9. An artificial intelligence-based automatic firewall policy optimization system, used to implement the method described in any one of claims 1-8, characterized in that, include: The data acquisition module is used to capture traffic quintuples and rule hit information in real time and output raw traffic logs; The data preprocessing module, connected to the data acquisition module, is used to perform log cleaning, IP segment merging, port service mapping, and time window division on the raw traffic logs, and output standardized traffic data. The policy configuration parsing module is used to periodically read firewall policies, convert them into structured data, and output structured policy data. The strategy intelligent analysis module is connected to the data preprocessing module and the strategy configuration parsing module, respectively, and is used to perform strategy intelligent analysis based on the standardized traffic data and the structured strategy data, and output optimization suggestions; An optimization execution module is connected to the strategy intelligent analysis module and is used to automatically perform strategy optimization based on the optimization suggestions. The rollback and feedback closed-loop module is connected to the optimization execution module and the strategy intelligent analysis module. It is used to back up the configuration before executing the strategy optimization, support one-click rollback, and monitor the effect after execution and feed it back to the strategy intelligent analysis module.

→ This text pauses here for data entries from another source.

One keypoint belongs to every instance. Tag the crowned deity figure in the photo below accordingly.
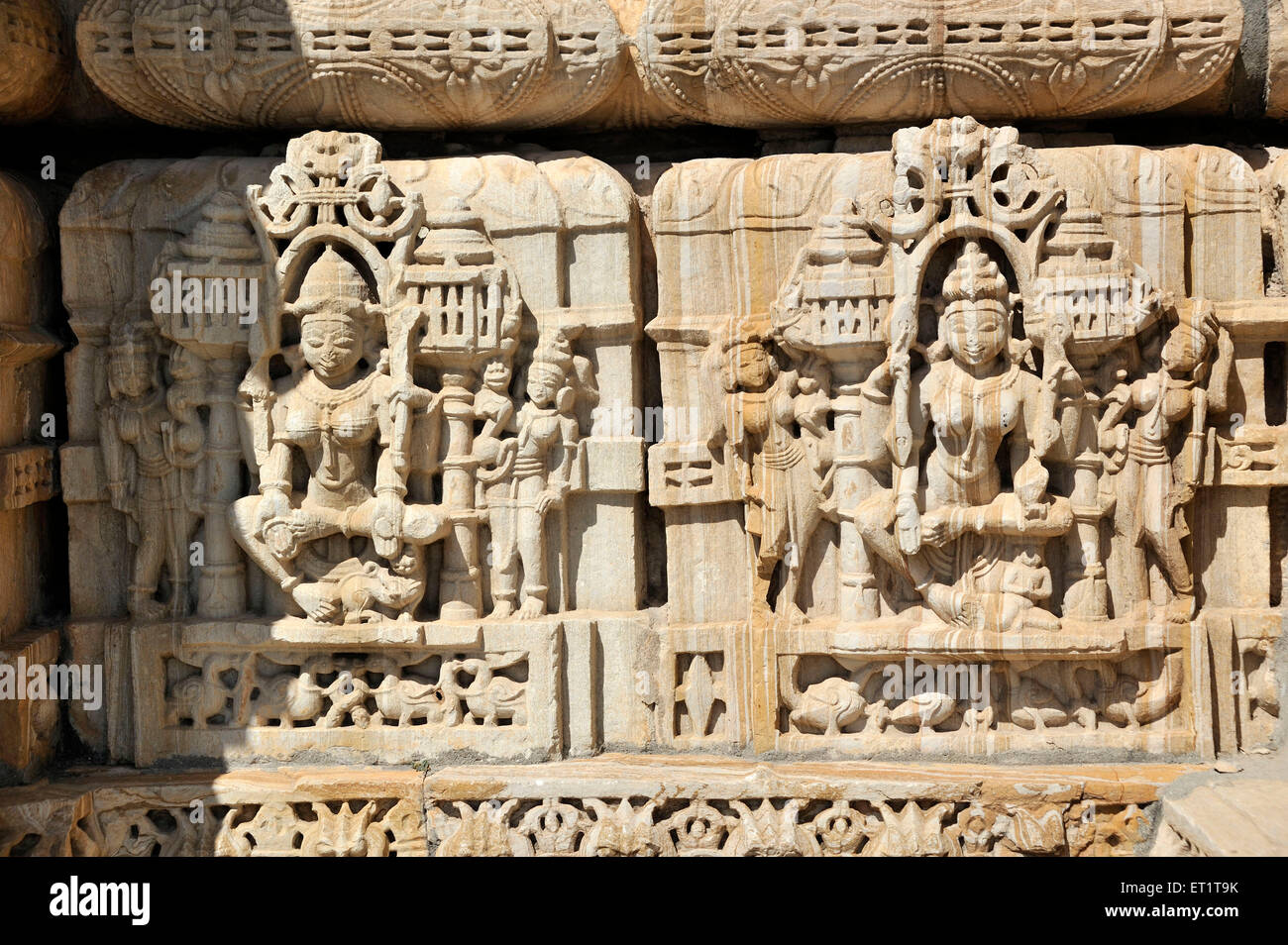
(340, 411)
(973, 550)
(1153, 488)
(154, 442)
(528, 473)
(777, 429)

10. The system of claim 9, wherein, The strategy intelligent analysis module includes: The activity analysis unit is used to mark potential expired rules using a time series decomposition algorithm; A redundancy detection unit is used to identify redundant rules and generate merging suggestions using a frequent itemset mining algorithm. The conflict detection unit is used to rank candidate conflict pairs by severity using static intersection analysis combined with a lightweight gradient boosting decision tree model. The blind spot analysis unit is used to cluster and perform four-dimensional risk assessment on traffic that has not been hit, and to generate supplementary suggestions.